Disney will tell you that this is, in fact, illustrative of the key difference between it and Universal. While Universal is fighting a battle in Florida that it cannot win, Disney’s eyes are far beyond the horizon — eyeing international expansion unlike any other entertainment enterprise. While Universal remade itself in Florida around Harry Potter, Disney built an entirely new resort in Shanghai, China.
When you look at what Disney is doing, a new park seems to be low on the list of priorities. In Orlando, the company has been taking a park-by-park look at renovating each gate — first with Animal Kingdom, then Disney’s Hollywood Studios, and now with Epcot. Elsewhere, revamps of Disney’s California Adventure and potentially Walt Disney Studios in Paris signal that Disney is largely done expanding.
But, ultimately, that decision will be left up to the new CEO. Will they be content with the current set of parks? Will they want to grow any one resort with a new gate? Will they want to open an entirely new resort somewhere in the world, or even on US soil? The answer to this question will define the theme parks in the 21st century — and only one person will be able to answer it. Too bad we don’t yet know who it is.
What happens in a recession?
Three years into Bob Iger’s tenure as Disney CEO, the world was plunged into a global financial meltdown. The 2008 financial crisis devastated most of the world’s economies — particularly in sectors that live off of discretionary spending. Disney certainly was hurt by the Great Recession, but not as badly as you might think.

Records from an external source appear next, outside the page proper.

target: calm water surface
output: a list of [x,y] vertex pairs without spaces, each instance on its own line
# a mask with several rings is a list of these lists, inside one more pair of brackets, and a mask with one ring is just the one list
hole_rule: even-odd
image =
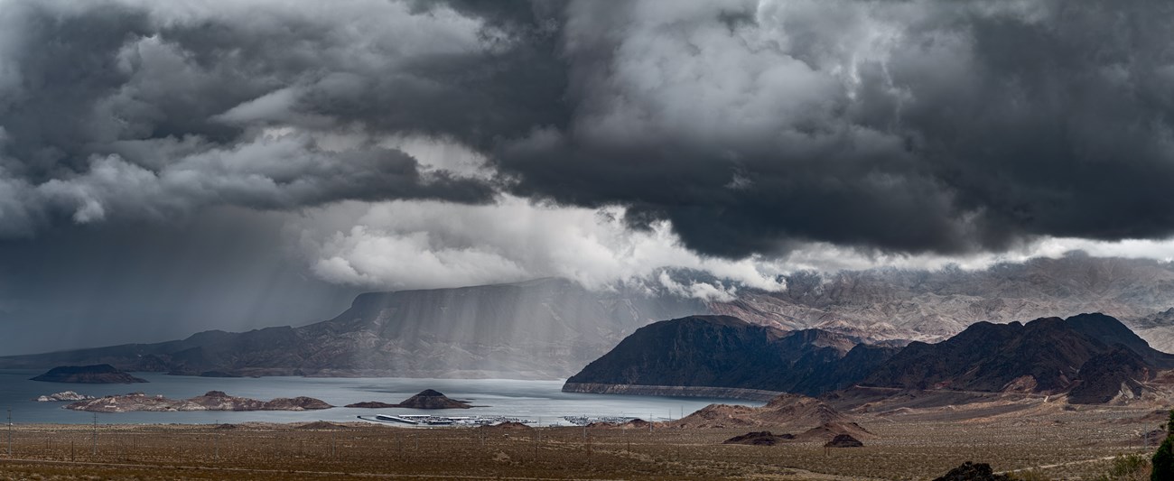
[[[208,391],[224,391],[231,395],[269,400],[308,395],[335,406],[360,401],[399,402],[427,389],[487,406],[472,409],[358,409],[336,407],[323,411],[196,411],[173,413],[97,413],[100,424],[210,424],[210,422],[306,422],[355,421],[356,416],[375,414],[439,414],[439,415],[510,415],[547,424],[565,424],[565,415],[639,416],[656,420],[680,418],[714,402],[761,406],[762,402],[703,398],[667,398],[619,394],[578,394],[559,391],[562,381],[532,381],[514,379],[409,379],[409,378],[195,378],[161,373],[135,373],[147,384],[61,384],[32,381],[28,378],[42,371],[0,370],[0,409],[12,408],[13,422],[93,422],[94,414],[63,409],[68,402],[36,402],[42,394],[75,391],[94,397],[126,394],[141,391],[163,394],[173,399],[191,398]],[[0,416],[5,415],[0,412]],[[2,418],[0,418],[2,421]]]

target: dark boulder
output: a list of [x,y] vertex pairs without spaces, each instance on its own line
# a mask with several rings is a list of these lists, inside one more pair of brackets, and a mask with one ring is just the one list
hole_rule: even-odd
[[985,462],[966,461],[962,466],[950,469],[945,476],[933,481],[1011,481],[1006,474],[994,474],[991,465]]

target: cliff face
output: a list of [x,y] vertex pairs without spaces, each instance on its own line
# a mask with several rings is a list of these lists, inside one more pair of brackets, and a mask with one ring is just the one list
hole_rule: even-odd
[[4,367],[106,363],[196,375],[561,378],[647,323],[700,302],[598,293],[562,279],[362,294],[326,321],[0,358]]
[[892,351],[817,330],[788,333],[733,317],[693,316],[636,330],[564,389],[688,386],[818,394],[857,381],[857,373]]
[[[1080,253],[989,270],[796,272],[783,292],[743,290],[714,313],[784,330],[819,328],[871,341],[937,343],[977,321],[1104,312],[1174,352],[1174,263]],[[1162,314],[1167,312],[1166,314]]]

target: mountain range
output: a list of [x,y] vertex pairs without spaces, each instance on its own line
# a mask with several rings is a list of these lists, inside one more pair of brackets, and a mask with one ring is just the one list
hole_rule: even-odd
[[[683,282],[690,273],[675,276]],[[937,343],[976,323],[1007,324],[1081,312],[1121,319],[1152,346],[1174,351],[1174,263],[1169,262],[1070,253],[977,271],[799,271],[783,280],[787,289],[781,292],[742,287],[733,299],[704,302],[655,286],[589,291],[554,278],[373,292],[358,296],[333,319],[313,324],[0,357],[0,367],[110,364],[127,371],[191,375],[561,379],[641,326],[693,314],[743,319],[769,328],[764,332],[777,338],[772,343],[798,339],[784,340],[787,333],[815,336],[826,344],[821,348],[831,350],[769,360],[788,365],[823,359],[832,351],[832,357],[848,357],[857,344]],[[861,355],[875,363],[885,352],[862,347],[849,359]],[[842,380],[788,378],[777,382],[810,393]]]
[[564,279],[366,293],[301,327],[207,331],[183,340],[0,358],[0,367],[109,364],[188,375],[564,378],[697,300],[593,292]]
[[1070,402],[1098,404],[1140,397],[1160,371],[1174,368],[1174,354],[1099,313],[977,323],[942,343],[900,348],[855,341],[693,316],[641,327],[571,377],[564,391],[652,394],[677,386],[700,395],[721,394],[714,388],[819,395],[859,385],[1067,394]]
[[801,271],[787,277],[782,292],[742,290],[708,307],[788,331],[922,341],[944,340],[978,321],[1102,312],[1154,347],[1174,351],[1174,262],[1074,251],[984,270]]

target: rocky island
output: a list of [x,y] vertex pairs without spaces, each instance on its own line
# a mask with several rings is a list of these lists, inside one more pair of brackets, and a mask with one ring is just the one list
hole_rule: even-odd
[[366,402],[356,402],[346,405],[346,407],[365,407],[365,408],[409,407],[413,409],[468,409],[473,406],[465,401],[450,399],[448,397],[441,394],[439,391],[424,389],[420,391],[419,394],[416,394],[394,405],[386,402],[378,402],[378,401],[366,401]]
[[34,381],[46,382],[79,382],[79,384],[131,384],[147,382],[146,379],[135,378],[109,364],[96,364],[93,366],[58,366],[49,372],[32,378]]
[[38,402],[55,402],[55,401],[85,401],[88,399],[95,399],[93,395],[77,394],[73,391],[62,391],[60,393],[41,395],[36,398]]
[[131,411],[309,411],[333,406],[321,399],[298,397],[277,398],[271,401],[237,398],[222,391],[209,391],[191,399],[168,399],[163,395],[130,393],[79,401],[66,406],[73,411],[96,413],[126,413]]

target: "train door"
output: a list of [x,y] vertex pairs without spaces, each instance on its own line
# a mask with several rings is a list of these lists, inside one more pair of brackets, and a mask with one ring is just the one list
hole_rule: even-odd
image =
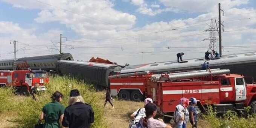
[[246,99],[246,88],[244,78],[235,78],[235,83],[236,101],[241,101]]
[[220,101],[221,102],[227,102],[235,101],[235,95],[233,91],[233,86],[230,83],[229,78],[224,78],[221,80],[221,84],[219,89]]

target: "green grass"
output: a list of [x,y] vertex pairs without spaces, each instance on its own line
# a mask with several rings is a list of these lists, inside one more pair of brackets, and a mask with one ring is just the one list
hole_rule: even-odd
[[49,83],[46,85],[46,91],[38,94],[36,101],[31,96],[13,99],[14,94],[12,89],[0,89],[0,112],[15,113],[16,116],[11,120],[17,125],[14,127],[34,128],[38,120],[42,108],[45,104],[51,101],[50,96],[54,92],[59,91],[63,94],[61,104],[67,107],[70,91],[78,89],[85,102],[90,104],[94,111],[94,122],[91,127],[107,127],[102,103],[98,102],[100,97],[96,94],[95,90],[91,86],[68,76],[55,76],[50,77]]

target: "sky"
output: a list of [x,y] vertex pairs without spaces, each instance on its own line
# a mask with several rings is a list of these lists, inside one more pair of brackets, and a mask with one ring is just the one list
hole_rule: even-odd
[[18,41],[17,58],[58,54],[61,33],[62,52],[76,60],[136,65],[175,60],[181,52],[184,60],[204,57],[219,3],[222,54],[256,51],[256,0],[0,0],[0,60],[13,58],[10,41]]

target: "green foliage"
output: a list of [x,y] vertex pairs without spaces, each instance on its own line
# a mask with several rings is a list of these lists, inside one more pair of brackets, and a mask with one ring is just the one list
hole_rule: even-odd
[[229,111],[221,117],[217,116],[216,110],[212,106],[208,107],[207,114],[203,117],[211,128],[255,128],[256,116],[249,113],[250,107],[245,108],[245,114],[239,116],[235,111]]
[[[91,86],[85,84],[82,81],[78,81],[68,76],[55,76],[50,78],[49,83],[46,85],[46,91],[39,93],[36,96],[37,101],[33,99],[31,96],[27,96],[17,102],[11,103],[12,104],[11,105],[14,106],[12,111],[17,113],[16,117],[12,119],[17,124],[15,128],[34,128],[38,120],[42,108],[45,104],[52,101],[50,97],[56,91],[62,93],[64,96],[61,103],[67,107],[70,91],[74,89],[79,90],[85,102],[90,104],[94,111],[94,122],[91,127],[107,127],[104,117],[103,107],[99,102],[100,97],[95,93],[96,91]],[[0,98],[1,96],[0,95]],[[7,98],[12,97],[11,95],[6,96]],[[8,104],[10,102],[7,100],[5,101]],[[0,111],[1,108],[2,107],[0,107]]]
[[12,109],[14,90],[11,87],[0,87],[0,113]]

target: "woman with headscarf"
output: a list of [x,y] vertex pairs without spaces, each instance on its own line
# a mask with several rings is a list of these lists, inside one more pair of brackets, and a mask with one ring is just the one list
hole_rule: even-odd
[[131,116],[131,119],[132,121],[130,123],[129,128],[135,128],[136,127],[136,122],[139,122],[140,119],[142,117],[146,116],[145,106],[148,104],[153,102],[152,99],[150,98],[146,98],[144,100],[144,106],[143,108],[138,109],[136,111],[134,111]]
[[182,128],[183,122],[184,120],[184,111],[183,111],[183,107],[182,105],[178,104],[175,108],[174,119],[176,123],[176,128]]
[[140,120],[136,128],[172,128],[165,123],[160,119],[155,119],[154,117],[157,114],[157,106],[152,103],[148,104],[145,106],[146,116]]
[[189,100],[186,98],[183,97],[180,98],[180,104],[183,107],[182,111],[184,113],[184,120],[183,120],[182,128],[186,128],[189,119],[189,113],[187,110],[187,107],[189,105]]

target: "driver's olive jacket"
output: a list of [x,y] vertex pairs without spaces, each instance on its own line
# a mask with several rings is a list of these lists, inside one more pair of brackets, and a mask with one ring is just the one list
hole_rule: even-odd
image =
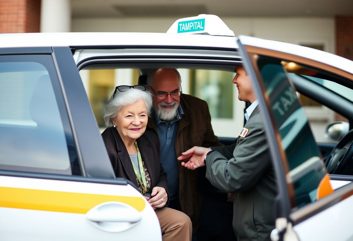
[[244,126],[249,129],[231,146],[211,147],[206,178],[234,193],[233,228],[238,241],[269,240],[274,228],[276,181],[258,106]]

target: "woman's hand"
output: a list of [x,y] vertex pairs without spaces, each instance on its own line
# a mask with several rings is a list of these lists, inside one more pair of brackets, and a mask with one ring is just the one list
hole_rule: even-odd
[[148,202],[154,209],[163,208],[167,203],[168,196],[163,187],[155,187],[152,189],[151,196],[152,197],[148,200]]

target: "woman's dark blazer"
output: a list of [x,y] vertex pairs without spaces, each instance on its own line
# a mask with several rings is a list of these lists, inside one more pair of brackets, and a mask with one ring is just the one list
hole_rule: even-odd
[[[102,134],[116,177],[123,178],[136,184],[136,175],[125,145],[115,127],[108,127]],[[155,187],[164,187],[168,194],[167,174],[159,161],[159,142],[157,135],[146,130],[136,141],[141,156],[151,179],[149,193]],[[167,202],[167,204],[169,202]]]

In part, this was due to the marginal insulation of the nation’s wealthiest from the downside risk of such a catastrophic recession. It was also due, in part, to the resilience of the American need for entertainment. And so, swimming against the curve, Disney bought Marvel in 2009 for $4 billion. That investment paid off wildly, but it was hardly considered a slam dunk at the time it happened.
Iger’s response to economic disaster put the company in an even stronger financial position after the crash than it was in prior to it. Compare that to Michael Eisner, who was wholly unprepared for the recession of 2001 — which ultimately set in motion the events that would lead to his ouster.
Since the crash, the world economy has been in a boom state. In the US, we are experiencing record growth in that span — falling under two terms of a Democratic and one of a Republican president. But, eventually, the good ride will come to an end. They always do.
As of right now, Disney is positioning its theme parks as luxury experiences — a kind of Apple for entertainment. It’s expensive, yes — but what you get for the cost is a deluxe, high-end product that you won’t be able to get anywhere else. They don’t expect the majority of their guests to go back year-after-year. Instead, they expect them to go less often, but spend more each time.
That is a pretty radical shift from the theme park strategy of old, and it’s one that requires guests who have lots of money to spend. What happens if those wallets start to tighten slightly? What happens if the economy turns downward and what was once one of the great bargains in family entertainment prices itself out of the market? What is the theme park strategy when guests can’t afford to spend thousands on tickets, dining, resorts, hard-ticket events, upcharge experiences, and more?
This will be up to the next CEO to figure out. If they get it right, their tenure in the position could last as long as they want it to. If they get it wrong, it could be the beginning of the end both for them and the theme parks as we know them.